The “only shred of evidence” against Chea, it continues, is an “unverifiable” quotation from Chea in the book Behind the Killing Fields, saying: “[T]he man always wants to choose beautiful girl, so that’s why we forced them to get married and Angkar, [The Organisation] chose the wife”.

An undated photo of Nuon Chea speaking at an event. DC CAM

“[I]t is crystal clear that, based on the totality of the evidence, the only reasonable conclusion is that there was no consistent and systematic pattern of forced marriage,” the brief read.

Prosecution lawyer Nicholas Koumjian, however, said yesterday that there was evidence that forced marriages repeatedly occurred, which showed it was a policy and that leaders intended “to break down traditional family ties while growing the population”.

“Both cadre and forced marriage victims testified to the practice . . . In the coercive environment of [Democratic Kampuchea], where even breaking a spoon could result in execution, few dared to refuse,” he said.

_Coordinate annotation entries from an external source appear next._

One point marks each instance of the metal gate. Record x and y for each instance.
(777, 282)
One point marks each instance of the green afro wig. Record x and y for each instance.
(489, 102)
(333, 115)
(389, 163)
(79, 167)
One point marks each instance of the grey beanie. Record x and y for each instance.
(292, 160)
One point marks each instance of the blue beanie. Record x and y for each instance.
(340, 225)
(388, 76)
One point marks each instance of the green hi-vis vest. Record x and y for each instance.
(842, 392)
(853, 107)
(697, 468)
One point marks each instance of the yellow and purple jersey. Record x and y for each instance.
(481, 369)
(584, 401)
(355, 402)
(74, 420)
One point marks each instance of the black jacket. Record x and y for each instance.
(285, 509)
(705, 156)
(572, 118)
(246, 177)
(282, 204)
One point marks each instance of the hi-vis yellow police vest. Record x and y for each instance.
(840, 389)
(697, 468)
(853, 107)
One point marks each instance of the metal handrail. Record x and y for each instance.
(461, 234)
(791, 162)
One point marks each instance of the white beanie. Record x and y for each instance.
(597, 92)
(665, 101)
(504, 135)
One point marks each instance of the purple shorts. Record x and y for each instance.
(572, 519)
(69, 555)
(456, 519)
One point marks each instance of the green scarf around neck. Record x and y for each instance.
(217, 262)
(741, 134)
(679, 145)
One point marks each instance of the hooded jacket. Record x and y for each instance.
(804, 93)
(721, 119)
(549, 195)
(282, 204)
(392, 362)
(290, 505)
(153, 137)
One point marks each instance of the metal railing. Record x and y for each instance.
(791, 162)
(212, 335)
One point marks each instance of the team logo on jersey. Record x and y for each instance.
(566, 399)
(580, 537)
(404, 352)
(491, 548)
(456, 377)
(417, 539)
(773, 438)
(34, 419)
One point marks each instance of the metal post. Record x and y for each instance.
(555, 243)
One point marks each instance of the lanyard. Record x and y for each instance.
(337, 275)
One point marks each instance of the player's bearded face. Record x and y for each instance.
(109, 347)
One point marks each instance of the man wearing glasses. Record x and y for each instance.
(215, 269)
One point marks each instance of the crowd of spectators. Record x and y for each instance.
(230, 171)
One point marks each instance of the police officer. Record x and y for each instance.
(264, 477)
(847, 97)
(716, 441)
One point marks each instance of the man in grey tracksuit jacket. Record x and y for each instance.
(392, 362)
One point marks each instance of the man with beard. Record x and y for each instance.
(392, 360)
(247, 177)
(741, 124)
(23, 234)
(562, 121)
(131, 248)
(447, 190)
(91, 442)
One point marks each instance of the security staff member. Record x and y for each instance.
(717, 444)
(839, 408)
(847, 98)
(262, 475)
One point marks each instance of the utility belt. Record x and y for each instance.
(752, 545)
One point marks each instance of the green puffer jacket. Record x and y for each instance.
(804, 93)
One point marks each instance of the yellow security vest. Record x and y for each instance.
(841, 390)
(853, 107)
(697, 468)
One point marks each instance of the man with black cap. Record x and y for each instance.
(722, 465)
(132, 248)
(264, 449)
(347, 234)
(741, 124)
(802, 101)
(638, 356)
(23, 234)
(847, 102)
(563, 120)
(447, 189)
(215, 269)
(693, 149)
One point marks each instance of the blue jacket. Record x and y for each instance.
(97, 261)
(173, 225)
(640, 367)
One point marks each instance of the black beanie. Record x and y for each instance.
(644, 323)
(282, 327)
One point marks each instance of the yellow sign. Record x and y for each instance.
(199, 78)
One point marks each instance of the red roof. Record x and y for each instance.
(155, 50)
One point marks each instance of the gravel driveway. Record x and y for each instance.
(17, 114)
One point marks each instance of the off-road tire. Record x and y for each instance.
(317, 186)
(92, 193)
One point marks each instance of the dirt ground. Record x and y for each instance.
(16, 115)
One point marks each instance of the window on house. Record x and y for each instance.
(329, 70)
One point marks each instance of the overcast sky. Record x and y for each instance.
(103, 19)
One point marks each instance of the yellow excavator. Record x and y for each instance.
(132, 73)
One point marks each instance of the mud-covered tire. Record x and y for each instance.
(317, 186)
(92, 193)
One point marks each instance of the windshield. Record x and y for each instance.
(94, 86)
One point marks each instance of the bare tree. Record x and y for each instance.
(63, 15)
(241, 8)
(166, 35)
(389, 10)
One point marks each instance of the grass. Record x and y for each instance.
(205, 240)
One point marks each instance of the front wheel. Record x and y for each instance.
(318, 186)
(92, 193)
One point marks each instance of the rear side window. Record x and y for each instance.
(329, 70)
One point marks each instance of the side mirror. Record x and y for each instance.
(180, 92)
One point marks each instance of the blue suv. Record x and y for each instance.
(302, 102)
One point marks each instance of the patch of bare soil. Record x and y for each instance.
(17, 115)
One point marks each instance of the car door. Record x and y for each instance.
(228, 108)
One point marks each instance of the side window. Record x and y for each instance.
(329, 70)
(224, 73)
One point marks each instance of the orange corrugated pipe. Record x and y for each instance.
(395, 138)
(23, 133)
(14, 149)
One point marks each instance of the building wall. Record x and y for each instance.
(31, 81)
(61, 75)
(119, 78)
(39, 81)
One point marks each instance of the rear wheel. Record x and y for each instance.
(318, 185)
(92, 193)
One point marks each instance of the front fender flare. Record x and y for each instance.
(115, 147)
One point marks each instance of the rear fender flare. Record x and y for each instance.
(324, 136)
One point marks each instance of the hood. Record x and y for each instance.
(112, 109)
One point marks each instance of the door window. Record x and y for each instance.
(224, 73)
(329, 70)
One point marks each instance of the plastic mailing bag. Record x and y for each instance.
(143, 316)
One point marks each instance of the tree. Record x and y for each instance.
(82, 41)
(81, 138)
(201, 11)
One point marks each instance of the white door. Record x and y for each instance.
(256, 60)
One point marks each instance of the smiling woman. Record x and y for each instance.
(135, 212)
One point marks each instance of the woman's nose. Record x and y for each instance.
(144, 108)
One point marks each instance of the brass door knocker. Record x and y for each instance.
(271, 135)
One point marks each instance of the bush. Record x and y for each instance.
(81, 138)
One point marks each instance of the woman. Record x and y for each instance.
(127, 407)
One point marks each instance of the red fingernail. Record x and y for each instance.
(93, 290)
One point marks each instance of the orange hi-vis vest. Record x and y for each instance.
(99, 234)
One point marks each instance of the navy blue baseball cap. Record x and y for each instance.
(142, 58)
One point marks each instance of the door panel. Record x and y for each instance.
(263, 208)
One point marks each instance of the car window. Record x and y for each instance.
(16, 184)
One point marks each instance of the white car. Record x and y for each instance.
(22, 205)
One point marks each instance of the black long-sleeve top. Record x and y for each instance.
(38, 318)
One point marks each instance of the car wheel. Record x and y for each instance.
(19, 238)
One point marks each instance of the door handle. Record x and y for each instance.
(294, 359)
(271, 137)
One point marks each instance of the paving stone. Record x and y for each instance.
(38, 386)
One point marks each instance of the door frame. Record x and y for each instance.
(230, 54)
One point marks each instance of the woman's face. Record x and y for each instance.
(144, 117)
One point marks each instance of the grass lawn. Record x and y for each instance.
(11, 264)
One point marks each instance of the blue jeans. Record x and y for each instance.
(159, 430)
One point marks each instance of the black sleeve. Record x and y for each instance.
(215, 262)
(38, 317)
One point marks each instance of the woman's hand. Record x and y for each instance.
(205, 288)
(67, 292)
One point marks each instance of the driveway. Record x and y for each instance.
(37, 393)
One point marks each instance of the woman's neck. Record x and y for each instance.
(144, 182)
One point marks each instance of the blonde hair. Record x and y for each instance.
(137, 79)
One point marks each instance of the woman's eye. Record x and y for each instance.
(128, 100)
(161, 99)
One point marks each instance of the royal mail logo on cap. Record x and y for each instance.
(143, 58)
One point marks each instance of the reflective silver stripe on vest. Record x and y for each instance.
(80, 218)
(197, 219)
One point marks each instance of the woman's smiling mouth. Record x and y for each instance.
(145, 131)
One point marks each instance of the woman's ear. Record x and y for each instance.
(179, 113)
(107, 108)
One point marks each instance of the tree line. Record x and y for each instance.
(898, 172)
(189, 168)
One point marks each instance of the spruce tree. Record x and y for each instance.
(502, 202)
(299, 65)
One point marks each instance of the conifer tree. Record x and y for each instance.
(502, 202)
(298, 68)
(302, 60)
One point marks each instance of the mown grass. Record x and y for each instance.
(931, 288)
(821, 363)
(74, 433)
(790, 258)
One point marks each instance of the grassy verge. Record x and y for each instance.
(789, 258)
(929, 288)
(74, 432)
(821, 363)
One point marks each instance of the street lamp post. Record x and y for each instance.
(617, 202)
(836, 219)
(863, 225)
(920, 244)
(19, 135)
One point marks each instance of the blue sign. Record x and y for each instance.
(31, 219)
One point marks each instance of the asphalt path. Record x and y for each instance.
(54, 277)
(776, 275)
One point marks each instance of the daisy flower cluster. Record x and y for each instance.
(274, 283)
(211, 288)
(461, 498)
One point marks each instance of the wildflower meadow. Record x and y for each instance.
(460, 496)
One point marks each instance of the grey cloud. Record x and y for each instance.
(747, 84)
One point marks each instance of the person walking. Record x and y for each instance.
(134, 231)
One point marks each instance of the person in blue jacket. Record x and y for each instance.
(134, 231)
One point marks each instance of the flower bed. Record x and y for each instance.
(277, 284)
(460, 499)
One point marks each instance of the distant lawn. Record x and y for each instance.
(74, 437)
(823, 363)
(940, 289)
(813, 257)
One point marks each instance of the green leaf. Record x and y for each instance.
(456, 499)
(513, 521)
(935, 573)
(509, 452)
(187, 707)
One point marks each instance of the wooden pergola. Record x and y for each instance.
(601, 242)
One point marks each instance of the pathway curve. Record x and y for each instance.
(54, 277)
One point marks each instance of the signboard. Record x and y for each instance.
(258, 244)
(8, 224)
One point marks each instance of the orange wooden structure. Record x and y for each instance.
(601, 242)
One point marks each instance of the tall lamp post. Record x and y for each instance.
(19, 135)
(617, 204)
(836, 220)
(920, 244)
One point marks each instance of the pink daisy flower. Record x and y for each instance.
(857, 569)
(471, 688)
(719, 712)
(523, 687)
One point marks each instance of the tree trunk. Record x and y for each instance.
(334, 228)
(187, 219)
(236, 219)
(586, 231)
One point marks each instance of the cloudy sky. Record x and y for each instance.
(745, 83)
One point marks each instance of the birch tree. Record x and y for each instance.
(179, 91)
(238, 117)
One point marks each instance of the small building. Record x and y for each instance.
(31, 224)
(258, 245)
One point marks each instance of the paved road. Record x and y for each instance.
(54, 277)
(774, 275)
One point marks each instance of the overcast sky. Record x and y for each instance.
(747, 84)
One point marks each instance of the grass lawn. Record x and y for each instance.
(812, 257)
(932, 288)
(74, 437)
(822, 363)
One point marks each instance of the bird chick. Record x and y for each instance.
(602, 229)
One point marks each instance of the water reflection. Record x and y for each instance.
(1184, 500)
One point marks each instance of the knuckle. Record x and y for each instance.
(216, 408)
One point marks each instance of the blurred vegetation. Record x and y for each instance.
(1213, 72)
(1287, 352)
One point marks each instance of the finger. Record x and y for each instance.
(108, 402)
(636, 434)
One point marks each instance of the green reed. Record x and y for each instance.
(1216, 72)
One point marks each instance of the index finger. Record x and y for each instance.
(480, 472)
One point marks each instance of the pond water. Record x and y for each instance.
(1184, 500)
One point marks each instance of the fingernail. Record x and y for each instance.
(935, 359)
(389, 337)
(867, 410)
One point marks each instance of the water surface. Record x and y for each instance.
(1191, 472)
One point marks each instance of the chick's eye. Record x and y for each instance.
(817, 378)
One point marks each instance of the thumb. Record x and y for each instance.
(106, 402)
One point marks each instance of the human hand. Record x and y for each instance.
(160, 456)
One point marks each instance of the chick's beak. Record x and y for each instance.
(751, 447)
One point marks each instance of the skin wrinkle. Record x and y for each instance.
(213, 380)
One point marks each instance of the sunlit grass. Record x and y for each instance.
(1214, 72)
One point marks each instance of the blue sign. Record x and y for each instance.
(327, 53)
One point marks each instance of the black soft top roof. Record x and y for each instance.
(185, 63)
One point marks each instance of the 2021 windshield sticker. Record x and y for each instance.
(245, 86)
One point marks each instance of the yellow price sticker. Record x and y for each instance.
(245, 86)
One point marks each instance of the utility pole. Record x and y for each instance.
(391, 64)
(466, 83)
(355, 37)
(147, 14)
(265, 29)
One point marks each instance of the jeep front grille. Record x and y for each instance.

The regime “treated the people like cattle and sought to control every aspect of their lives”, he said, adding that forced consummation was not a subject older Cambodians wanted to talk about.

“We are grateful and admire the courage of the many women and men who were victims of these crimes and testified in this case, answering questions about such intimate experiences. They had no reason to make this up,” Koumjian said.

Gender studies researcher Theresa de Langis, who has worked closely with victims of sexual violence under the regime, said the defence’s confusion of forced marriage with traditional Khmer arranged marriages was “fallacious on its face, and disputed by the brave men and women who testified to the contrary”.

“That includes Mon Vun, who heroically shared how Khmer Rouge actors held her down and used a flashlight to assist her assigned husband in raping her. That’s not rumour, but lived experience,” she said.

“Sexual violence under oppressive regimes is only now being treated for the heinous crime that it is, against individuals and entire communities. It deserves to be prosecuted to the full extent of the law.”

Kasumi Nakagawa, an expert summoned at the court, said while her research did not support a thesis that forced marriages were systematic nation-wide, nor an instruction from the top leaders, those leaders could still be considered responsible as they “ignored what was happening on the ground”.

“Top leaders forced local leaders to achieve the revolutionary goals by imposing impossible instructions, and marriage quotas or targets [were among] them,” she said.

Redacted closing briefs for the prosecution, civil parties and Khmer Rouge head of state Khieu Samphan’s legal team were delivered to the Khmer Rouge Trial chamber yesterday and are expected to be made public this week. Closing statements will take place in the courtroom next month.

Prosecution lawyer Dale Lysak said their 800-page brief would prove the Nuon Chea’s and Khieu Samphan’s “responsibility for murder, extermination, genocide, enslavement, forced marriage and other charged crimes” and said claims the prosecution had misled the trial chamber was an example of “misinformation and paranoia”.

He rejected Chea’s claim the prosecution had followed reductionist, pre-determined narratives about his guilt. “[T]he Nuon Chea team was the only party in the courtroom peddling ‘simplistic’ narratives,” he said.

“We believe that evidence consistently disproved the conspiracy theories and Khmer Rouge propaganda on which the Nuon Chea team chose to base their defence.”

The pair have already been convicted and sentenced to life imprisonment for other crimes in the first phase of their trial, while controversial cases against Meas Muth, Ao An and Yim Tith could be permanently shuttered at the end of June. A judgement for Chea and Samphan is expected by mid-2018.